4. European Bonds via ETFs and Mutual Funds (easiest)
ETFs (very common)
iShares
Vanguard
SPDR
PIMCO
Examples (illustrative categories):
Eurozone government bond ETFs
European investment-grade corporate bond ETFs
European inflation-linked bond ETFs
Advantages:
Daily liquidity
Small minimums
Professional currency management (in some funds)
Disadvantages:
No maturity date
Ongoing expense ratios
5. ADR-like Bond Structures (notes issued in the U.S.)

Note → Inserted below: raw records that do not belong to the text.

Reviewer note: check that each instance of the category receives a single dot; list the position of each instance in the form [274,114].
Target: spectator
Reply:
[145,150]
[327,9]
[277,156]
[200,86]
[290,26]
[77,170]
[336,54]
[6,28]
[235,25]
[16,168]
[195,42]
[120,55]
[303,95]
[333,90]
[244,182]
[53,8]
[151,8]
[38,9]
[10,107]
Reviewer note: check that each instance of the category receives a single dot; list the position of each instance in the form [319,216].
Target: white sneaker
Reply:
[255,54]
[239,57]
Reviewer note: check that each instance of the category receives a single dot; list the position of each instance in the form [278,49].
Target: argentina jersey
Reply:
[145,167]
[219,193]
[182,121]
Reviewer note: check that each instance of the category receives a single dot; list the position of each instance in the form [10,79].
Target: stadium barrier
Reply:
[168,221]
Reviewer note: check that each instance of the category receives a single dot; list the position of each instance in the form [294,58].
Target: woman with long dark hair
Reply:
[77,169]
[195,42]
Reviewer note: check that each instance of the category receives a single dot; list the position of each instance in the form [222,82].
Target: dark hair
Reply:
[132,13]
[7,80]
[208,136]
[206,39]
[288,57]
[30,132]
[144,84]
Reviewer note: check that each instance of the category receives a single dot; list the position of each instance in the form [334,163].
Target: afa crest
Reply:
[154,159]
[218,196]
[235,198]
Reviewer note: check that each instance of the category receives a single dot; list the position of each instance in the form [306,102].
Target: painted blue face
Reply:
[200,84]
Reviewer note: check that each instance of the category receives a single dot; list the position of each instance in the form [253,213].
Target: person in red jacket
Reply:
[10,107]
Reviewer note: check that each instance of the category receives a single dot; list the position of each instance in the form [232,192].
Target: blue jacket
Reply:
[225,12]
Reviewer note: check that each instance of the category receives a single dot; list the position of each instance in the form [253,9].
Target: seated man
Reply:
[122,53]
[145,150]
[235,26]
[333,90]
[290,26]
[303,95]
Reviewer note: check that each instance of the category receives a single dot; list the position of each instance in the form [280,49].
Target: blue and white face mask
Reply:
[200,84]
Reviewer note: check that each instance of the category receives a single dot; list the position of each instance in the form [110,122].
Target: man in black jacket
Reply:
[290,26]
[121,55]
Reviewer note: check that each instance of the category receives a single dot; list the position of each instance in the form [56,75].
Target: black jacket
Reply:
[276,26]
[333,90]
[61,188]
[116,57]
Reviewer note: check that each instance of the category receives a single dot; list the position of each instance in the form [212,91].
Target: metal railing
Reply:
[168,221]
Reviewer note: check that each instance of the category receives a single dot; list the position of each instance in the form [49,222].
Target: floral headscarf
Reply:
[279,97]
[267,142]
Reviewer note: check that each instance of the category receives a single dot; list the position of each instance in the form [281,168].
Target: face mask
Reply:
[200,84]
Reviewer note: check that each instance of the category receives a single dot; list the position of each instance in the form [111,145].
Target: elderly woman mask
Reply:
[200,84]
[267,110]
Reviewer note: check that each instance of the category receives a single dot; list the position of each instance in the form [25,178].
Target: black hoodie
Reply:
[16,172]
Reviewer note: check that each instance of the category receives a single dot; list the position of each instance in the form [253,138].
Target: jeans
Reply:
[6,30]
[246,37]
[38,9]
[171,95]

Some European issuers sell:
SEC-registered bonds
Issued under Rule 144A / Reg S
Cleared through DTC
Fully U.S.-custodied
These behave like U.S. bonds even though the issuer is European.
6. Currency considerations (critical)
You can choose between:
USD-denominated European bonds
No FX risk
Simpler tax reporting
Slightly lower yields
Euro-denominated bonds
FX exposure (positive or negative)
Higher yield potential
Currency volatility dominates returns
This choice often matters more than the issuer.